Still, Keenan isn't the face of Corrosion of Conformity, something their survival without him makes clear. In fact, he was the sixth, debatably seventh, man to step behind the band's microphone. Corrosion of Conformity has continually reinvented itself, transforming from a ferocious hardcore band into punk-metal crossover pioneers into mainstream metal heroes, to arrive, at last, as a living mix of all of it.

And Keenan is just one piece of that larger legacy. Even now, Keenan doesn't overshadow Dean's inventive bass lines, Mullin's powerful drumming or Weatherman's iconoclastic blend of hardcore fury and blues-metal finesse. If Corrosion of Conformity has an icon, it's their logo—the spiked-and-fanged skull with a radiation warning, which has been the band's emblem since the early '80s.

But the embodiment of High on Fire is unquestionably its singer, Matt Pike, with no mascot needed. He founded High on Fire in 1998, after the split of his genre-defining stoner metal trio Sleep. His former bandmates, bassist Al Cisneros and Chris Hakius, took Sleep's repetitious, meditative qualities into the more esoteric outfit Om. Pike, however, doubled down on hesher fundamentals to craft High on Fire's weed-and-potatoes metal.

While not as ambitious as Sleep, whose hour-long Dopesmoker is a totem of patient repetition, High on Fire has been an exercise in consistent execution. At this point, Pike's individual legacy might just outshine that of either band.

After some turnover early on, High on Fire settled into its current lineup of Pike, drummer Des Kensel and bassist Jeff Matz in 2005. Kensel and Matz have proven to be one of the genre's tightest, most consistent rhythm sections. Kensel, who co-founded High on Fire and co-writes much of the material, drums relentlessly. His agile backing pushes tempos and emphasizes the low-end rumble; he's High on Fire's heaviest component. Bassist Matz plays in lockstep with Kensel, accenting Pike's riffs with understated melody and overstated heft.

Still, Matz and Kensel remain criminally overlooked—or, at least, eclipsed by the tattooed, long-haired, barrel-chested and usually shirtless Pike. He looks like a hybrid of Viking and barfly, heavy metal personified. His guitar playing is concise and forceful, his solos spinning out effortlessly from the dense bedrock of High on Fire's riffs. His guttural rasp carries a melody with authority and experience. Like Motörhead's Lemmy Kilmister, Pike is supported by bandmates who don't seem to mind letting their own contributions reflect back toward the front man.

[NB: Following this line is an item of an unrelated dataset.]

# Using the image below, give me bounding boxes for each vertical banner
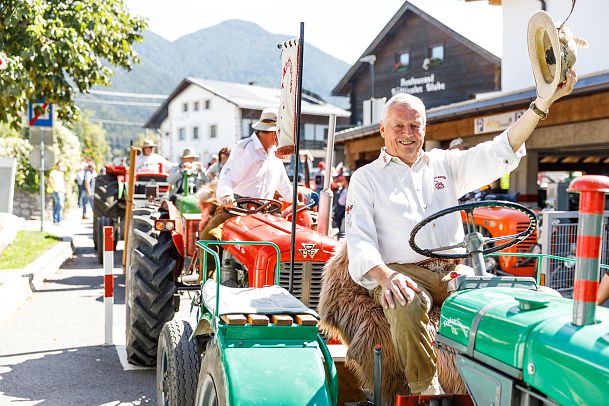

And as with Motörhead, High on Fire has rarely modified its template. Across seven studio albums, the band has traded in thick riffs, played at a roiling mid-tempo, with simple structures and quick breaks. Never yielding to "extreme metal" gamesmanship or conservative puritanism, High on Fire has established a formula as singular and broadly familiar as that of AC/DC, Iron Maiden and Sleep. Pike drew up a plan from the start, and High on Fire continues to execute it, confirming his vision every time they set foot on a stage or in a studio.

In Corrosion of Conformity and High on Fire, Keenan and Pike are flanked by powerful players worthy of praise. But Keenan's band etched a legacy before he joined and another after his exit. Pike's band, however, works primarily to highlight his presence, the way a great character actor gives a lead more vibrant scenes in which to work.

Despite the differences in perception, these dual reminders assert that leaders are only as great as the bands they lead. That is, what's Sabbath without Tony Iommi? Judas Priest without K.K. Downing and Glenn Tipton? Or Motörhead without the late Phil "Philthy Animal" Taylor?

Just a dude with a microphone and, just maybe, some riffs, too.

This article appeared in print with the headline "Down in front."